- Leagues: Dameligaen DBBF Division 1 Herrer
- Founded: 2007
- Arena: Vestjysk Bank Arena (capacity: 1,400)
- Location: Lemvig, Denmark
- Team colors: Red and White
- President: Rene Jakobsen
- Website: www.lemvigbasket.dk
| Home | Away |

= Lemvig Basket =

Lemvig Basket is a Danish basketball club based in the small town of Lemvig. The club was founded in 2007 as an independent club.

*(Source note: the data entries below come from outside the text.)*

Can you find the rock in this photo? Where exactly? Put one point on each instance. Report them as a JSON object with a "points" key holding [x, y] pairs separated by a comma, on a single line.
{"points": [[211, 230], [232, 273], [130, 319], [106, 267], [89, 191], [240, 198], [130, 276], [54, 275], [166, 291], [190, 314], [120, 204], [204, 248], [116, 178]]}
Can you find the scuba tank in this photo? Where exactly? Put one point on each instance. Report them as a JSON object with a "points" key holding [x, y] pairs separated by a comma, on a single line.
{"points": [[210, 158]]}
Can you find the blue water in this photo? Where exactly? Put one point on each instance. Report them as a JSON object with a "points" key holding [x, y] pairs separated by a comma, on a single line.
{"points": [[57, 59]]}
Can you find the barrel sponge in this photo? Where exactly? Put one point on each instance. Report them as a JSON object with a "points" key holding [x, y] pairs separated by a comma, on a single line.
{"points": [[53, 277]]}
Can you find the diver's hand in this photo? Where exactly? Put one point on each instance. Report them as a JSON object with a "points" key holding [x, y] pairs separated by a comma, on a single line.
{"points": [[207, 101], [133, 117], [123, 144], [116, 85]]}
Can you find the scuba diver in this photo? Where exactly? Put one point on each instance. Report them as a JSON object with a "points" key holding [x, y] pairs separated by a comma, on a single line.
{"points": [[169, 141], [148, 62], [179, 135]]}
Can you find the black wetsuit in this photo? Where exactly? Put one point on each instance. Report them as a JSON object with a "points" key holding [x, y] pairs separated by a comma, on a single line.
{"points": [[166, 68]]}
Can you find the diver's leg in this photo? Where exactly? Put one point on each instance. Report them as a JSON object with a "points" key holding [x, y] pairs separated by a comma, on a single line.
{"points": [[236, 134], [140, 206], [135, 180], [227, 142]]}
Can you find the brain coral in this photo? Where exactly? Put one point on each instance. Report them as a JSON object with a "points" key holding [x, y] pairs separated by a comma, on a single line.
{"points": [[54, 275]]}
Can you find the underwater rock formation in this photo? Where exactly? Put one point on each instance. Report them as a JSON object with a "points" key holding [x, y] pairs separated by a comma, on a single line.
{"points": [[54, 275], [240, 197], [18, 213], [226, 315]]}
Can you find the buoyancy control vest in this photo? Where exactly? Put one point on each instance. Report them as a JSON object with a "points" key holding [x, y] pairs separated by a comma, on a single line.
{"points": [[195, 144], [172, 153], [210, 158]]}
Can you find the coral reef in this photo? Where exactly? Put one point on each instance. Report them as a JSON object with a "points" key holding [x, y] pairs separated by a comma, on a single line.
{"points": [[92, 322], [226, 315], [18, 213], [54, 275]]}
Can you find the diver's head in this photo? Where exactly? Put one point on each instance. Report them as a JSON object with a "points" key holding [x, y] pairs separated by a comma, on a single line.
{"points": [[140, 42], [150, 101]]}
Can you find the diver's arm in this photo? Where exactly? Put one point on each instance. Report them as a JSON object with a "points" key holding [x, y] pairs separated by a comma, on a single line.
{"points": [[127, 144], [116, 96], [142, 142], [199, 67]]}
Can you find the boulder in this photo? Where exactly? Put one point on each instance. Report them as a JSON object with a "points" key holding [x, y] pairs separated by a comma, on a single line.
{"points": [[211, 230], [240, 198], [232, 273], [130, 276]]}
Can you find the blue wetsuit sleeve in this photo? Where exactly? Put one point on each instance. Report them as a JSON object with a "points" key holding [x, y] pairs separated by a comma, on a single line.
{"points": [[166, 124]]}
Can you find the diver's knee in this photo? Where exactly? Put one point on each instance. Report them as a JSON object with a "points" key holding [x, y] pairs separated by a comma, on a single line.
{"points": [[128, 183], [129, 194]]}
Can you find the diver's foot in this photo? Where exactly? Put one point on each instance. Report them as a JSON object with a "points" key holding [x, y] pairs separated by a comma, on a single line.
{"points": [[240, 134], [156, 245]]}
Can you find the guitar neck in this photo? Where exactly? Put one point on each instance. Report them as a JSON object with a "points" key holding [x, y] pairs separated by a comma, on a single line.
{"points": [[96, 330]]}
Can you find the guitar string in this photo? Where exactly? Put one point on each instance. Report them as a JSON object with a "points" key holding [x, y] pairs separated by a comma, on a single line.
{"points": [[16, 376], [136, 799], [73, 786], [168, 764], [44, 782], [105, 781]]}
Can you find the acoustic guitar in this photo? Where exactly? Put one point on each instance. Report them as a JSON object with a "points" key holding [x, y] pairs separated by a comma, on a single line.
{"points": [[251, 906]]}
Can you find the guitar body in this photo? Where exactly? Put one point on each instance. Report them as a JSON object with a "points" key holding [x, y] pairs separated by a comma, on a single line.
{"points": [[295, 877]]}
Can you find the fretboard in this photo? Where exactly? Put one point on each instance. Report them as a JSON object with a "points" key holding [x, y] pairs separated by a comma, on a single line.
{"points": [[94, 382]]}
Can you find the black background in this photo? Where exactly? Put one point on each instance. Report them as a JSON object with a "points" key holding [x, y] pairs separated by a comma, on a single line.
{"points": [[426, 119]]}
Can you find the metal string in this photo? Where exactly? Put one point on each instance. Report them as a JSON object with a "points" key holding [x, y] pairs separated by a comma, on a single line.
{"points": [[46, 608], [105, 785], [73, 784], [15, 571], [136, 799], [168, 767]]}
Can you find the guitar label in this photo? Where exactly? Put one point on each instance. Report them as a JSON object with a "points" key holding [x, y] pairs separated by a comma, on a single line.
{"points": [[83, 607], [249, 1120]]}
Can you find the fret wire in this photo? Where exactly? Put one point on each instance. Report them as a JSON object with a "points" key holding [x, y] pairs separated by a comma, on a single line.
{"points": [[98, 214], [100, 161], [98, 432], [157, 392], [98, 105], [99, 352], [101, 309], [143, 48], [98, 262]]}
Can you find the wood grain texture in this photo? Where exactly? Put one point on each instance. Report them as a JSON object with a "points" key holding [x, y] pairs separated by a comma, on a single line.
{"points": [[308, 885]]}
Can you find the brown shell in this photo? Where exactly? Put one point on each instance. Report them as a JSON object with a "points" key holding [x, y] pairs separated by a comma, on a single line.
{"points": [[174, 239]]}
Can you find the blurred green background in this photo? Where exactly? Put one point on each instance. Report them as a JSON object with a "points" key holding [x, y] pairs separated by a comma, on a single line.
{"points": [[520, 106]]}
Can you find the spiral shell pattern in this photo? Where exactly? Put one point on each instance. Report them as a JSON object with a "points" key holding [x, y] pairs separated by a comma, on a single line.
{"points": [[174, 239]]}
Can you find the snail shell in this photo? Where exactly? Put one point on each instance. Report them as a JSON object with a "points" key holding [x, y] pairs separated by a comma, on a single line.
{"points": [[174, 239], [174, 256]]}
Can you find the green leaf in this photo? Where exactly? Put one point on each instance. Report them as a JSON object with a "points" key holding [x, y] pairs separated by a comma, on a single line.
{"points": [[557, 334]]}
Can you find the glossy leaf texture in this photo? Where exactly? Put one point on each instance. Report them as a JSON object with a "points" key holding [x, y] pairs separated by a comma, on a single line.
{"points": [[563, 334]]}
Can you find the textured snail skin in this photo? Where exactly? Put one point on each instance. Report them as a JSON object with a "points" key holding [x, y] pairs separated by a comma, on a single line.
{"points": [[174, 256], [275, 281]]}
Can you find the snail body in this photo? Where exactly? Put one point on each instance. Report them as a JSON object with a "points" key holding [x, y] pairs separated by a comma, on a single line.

Since then they have steadily improved, and they are currently the top overall Danish basketball club for both men and women. The women's team have been promoted to the Dameligaen, the top league in Denmark. while the men's team have, for several years been between among the top teams in DBBF Herrer Div.1 (2nd best level in Denmark). It maintains a high level of internal competition while offering players at all levels an opportunity to enjoy basketball on teams composed of less experienced Danish basketball players for both sexes. The club focuses on giving younger players an opportunity to improve and this principle is strongly supported by its experienced professionals. Lemvig Basket is a very active club in both sports and social aspects of life and is organizing Denmark's largest basketball tournament, The Limfjords-cup.

==History==
The club was founded in 2007.

In 2017 the club won their first trophy, when the women's team won the Danish Cup, beting Virum Go Dream in the final.

==Previous seasons==

Men's team:
| Season | Division | Pos. | Play-off | Cup Tournament |
|---|---|---|---|---|
| 2007/08 | 1. div. | 10th | No play-offs |  |
| 2008/09 | 1. div. | 9th | No play-offs |  |
| 2009/10 | 1. div. | 11th | No play-offs |  |
| 2010/11 | 1. div. | 3rd | 1/2 Final |  |
| 2011/12 | 1. div. | 3rd | 1/2 Final |  |
| 2012/13 | 1. div. | 2nd | 1/2 Final | 1/4 Final |
| 2013/14 | 1. div. | 2nd | Final | 1/16 Final |
| 2014/15 | 1. div. | 8th | 1/4 Final | 1/16 Final |

Women's team:
| Season | Division | Pos. | Play-off | Cup Tournament |
|---|---|---|---|---|
| 2007/08 | 1. div. | 1st | No play-offs |  |
| 2008/09 | Dameligaen | 8th | - |  |
| 2009/10 | Dameligaen | 5th | 1/4 Final |  |
| 2010/11 | Dameligaen | 3rd | 1/4 Final |  |
| 2011/12 | Dameligaen | 6th | Bronze Medal | 1/2 Final |
| 2012/13 | Dameligaen | 2nd | Bronze Medal | Silver Medal |
| 2013/14 | Dameligaen | 4th | 1/2 Final | 1/2 Final |
| 2014/15 | Dameligaen | 1st | Bronze Medal | 1/2 Final |

==Limfjordscup==
Every year, between 27 and 30 December, Lemvig Basket are hosting Limfjorgscup which is the largest youth tournament in Denmark with 1.500 participants from all over Europe from. In 2011 it will be 20th time the tournament is held.